Le Bon Samaritain
Date : 19/04/1940
Éditeur : Temps présent
Source : 4e année, n°125, p.1
Relation : Notice bibliographique BnF
Type : Billet
Le Bon Samaritain
Catholique, je n'éprouve aucune gêne à déclarer que la lettre du fameux théologien calviniste Karl Barth à ses coreligionnaires français (et qu'a publiée la revue Esprit) m'a apporté la parole dont, ces jours-ci j’avais besoin: la parole d'un chrétien qui d'ailleurs ne prend pas parti entre des belligérants, sur le plan politique.
Originaire de Bâle, mais professeur de théologie à Bonn, Karl Barth évangélisait l’Allemagne depuis des années, lorsque Hitler, le persécuteur de la foi, l’obligea de se réfugier en Suisse. Son amitié pour le peuple allemand éclate à toutes les lignes. Il le plaint: Luther est responsable à ses yeux d'avoir renforcé le paganisme sauvage de cette race germanique dont la capacité de souffrance l’émeut, et même l'attendrit.
Rien en revanche ne manifeste qu’il nourrisse un penchant particulier pour la patrie de Calvin (bien que j'aie été frappé, moi, romancier, de l’intérêt qu'il attache, dans une de ses conférences, au témoignage d’Honoré de Balzac).

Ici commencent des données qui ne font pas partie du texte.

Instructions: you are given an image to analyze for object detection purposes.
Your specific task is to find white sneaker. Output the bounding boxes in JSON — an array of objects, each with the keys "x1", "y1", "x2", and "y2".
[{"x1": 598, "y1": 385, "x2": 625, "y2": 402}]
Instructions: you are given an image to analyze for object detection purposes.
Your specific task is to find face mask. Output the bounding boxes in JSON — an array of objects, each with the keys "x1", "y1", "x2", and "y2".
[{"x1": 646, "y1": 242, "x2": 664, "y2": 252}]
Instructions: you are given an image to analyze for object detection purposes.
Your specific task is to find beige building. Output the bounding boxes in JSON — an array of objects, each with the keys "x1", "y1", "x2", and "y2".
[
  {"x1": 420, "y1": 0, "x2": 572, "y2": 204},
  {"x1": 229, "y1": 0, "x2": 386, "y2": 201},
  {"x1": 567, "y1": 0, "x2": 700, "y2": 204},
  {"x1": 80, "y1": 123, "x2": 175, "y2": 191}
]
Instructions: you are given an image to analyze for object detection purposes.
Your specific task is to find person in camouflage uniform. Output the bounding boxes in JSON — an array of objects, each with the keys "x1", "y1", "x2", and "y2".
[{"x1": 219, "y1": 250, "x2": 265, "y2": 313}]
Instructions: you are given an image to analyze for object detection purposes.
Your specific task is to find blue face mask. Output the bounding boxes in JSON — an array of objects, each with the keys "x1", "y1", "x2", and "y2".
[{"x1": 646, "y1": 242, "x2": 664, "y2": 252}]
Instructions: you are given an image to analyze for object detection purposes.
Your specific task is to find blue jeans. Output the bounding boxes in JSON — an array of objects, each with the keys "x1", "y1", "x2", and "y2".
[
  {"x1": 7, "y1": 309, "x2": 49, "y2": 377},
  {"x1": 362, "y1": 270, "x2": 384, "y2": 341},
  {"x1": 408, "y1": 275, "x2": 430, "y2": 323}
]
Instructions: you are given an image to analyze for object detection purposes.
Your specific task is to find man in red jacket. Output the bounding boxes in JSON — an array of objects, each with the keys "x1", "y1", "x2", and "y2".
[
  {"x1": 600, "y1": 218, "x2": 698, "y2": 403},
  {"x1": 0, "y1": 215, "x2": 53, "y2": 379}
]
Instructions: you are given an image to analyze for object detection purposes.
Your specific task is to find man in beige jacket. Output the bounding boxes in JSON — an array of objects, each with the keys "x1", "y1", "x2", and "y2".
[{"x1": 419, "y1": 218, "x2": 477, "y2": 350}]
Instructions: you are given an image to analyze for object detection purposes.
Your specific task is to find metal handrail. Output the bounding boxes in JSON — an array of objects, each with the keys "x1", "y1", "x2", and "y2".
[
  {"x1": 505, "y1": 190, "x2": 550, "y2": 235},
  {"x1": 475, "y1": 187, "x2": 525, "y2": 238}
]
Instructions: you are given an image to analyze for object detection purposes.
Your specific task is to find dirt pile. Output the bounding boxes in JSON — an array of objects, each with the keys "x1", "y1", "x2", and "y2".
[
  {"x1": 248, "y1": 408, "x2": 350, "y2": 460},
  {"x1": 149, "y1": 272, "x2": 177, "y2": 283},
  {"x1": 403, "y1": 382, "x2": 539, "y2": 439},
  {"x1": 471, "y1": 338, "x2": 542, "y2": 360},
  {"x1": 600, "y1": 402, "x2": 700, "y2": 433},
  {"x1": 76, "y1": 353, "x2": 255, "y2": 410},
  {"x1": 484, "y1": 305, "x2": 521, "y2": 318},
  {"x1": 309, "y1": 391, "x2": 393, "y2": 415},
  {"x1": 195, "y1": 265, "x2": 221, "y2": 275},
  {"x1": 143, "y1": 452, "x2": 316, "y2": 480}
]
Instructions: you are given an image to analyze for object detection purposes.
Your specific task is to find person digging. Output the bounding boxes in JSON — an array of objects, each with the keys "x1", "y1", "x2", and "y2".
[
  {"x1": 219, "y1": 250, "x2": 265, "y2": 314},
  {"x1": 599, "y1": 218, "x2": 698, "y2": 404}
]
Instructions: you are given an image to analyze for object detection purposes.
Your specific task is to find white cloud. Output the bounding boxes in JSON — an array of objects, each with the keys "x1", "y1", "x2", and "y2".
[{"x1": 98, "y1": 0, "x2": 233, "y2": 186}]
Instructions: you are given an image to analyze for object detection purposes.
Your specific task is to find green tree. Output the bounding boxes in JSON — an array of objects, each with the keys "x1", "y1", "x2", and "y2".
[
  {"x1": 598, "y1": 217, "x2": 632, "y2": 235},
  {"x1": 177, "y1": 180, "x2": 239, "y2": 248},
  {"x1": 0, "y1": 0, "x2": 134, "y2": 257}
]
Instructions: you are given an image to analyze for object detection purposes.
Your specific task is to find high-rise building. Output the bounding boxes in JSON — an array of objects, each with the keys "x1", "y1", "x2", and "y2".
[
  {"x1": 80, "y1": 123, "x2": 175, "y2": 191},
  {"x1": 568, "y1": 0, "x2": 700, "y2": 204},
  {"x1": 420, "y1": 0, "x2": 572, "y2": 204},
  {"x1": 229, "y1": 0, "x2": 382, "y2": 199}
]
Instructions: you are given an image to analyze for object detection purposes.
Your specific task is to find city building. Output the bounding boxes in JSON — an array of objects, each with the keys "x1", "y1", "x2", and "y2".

Donc, nul parti pris de principe en faveur des Alliés. Mais ce grand chrétien dit ce qu'il vois: entre les nations aux prises, il se prononce pour celles où subsiste un reste de liberté religieuse et où la prédication de l'Evangile demeure possible.
Rien que cela, direz-vous? J’estime que c’est que c'est beaucoup pour nous, catholiques français, accoutumés au silence des hautes sphères, et qui n'avons pas l'idée de nous en plaindre, sachant (selon la formule consacrée) qu'il y a de grands intérêts en jeu. Mais lorsqu'un frère séparé de race allemande, et d'une admirable foi, reconnaît que nous nous battions “pour ce qui est plus précieux que la vie”, ce témoignage me réconforte, je l’avoue.
Il ne faut pas en demander plus à un théologien, non certes désespéré, mais qui n'accorde presque rien à notre nature, et qui est indiciblement pénétré de la détresse infinie de l’homme en face de son Seigneur.
Le jour où Hitler, enfin sera vaincu, Karl Barth admirera sans doute que la justice de Dieu se serve du péché pour vaincre le péché... N'importe! il restera pour nous le pasteur qui, rappelait le: “il faut en finir” du président Daladier, a ajouté: “tout chrétien qui a vécu consciemment ces années ne peut que dire Oui et Amen à une telle déclaration”.
Et sans doute n'est-ce là qu'une goutte d'eau: mais telle est notre soif de justice, nous en sommet tellement altérés, que tout de même nous crions merci à ce sombre Samaritain.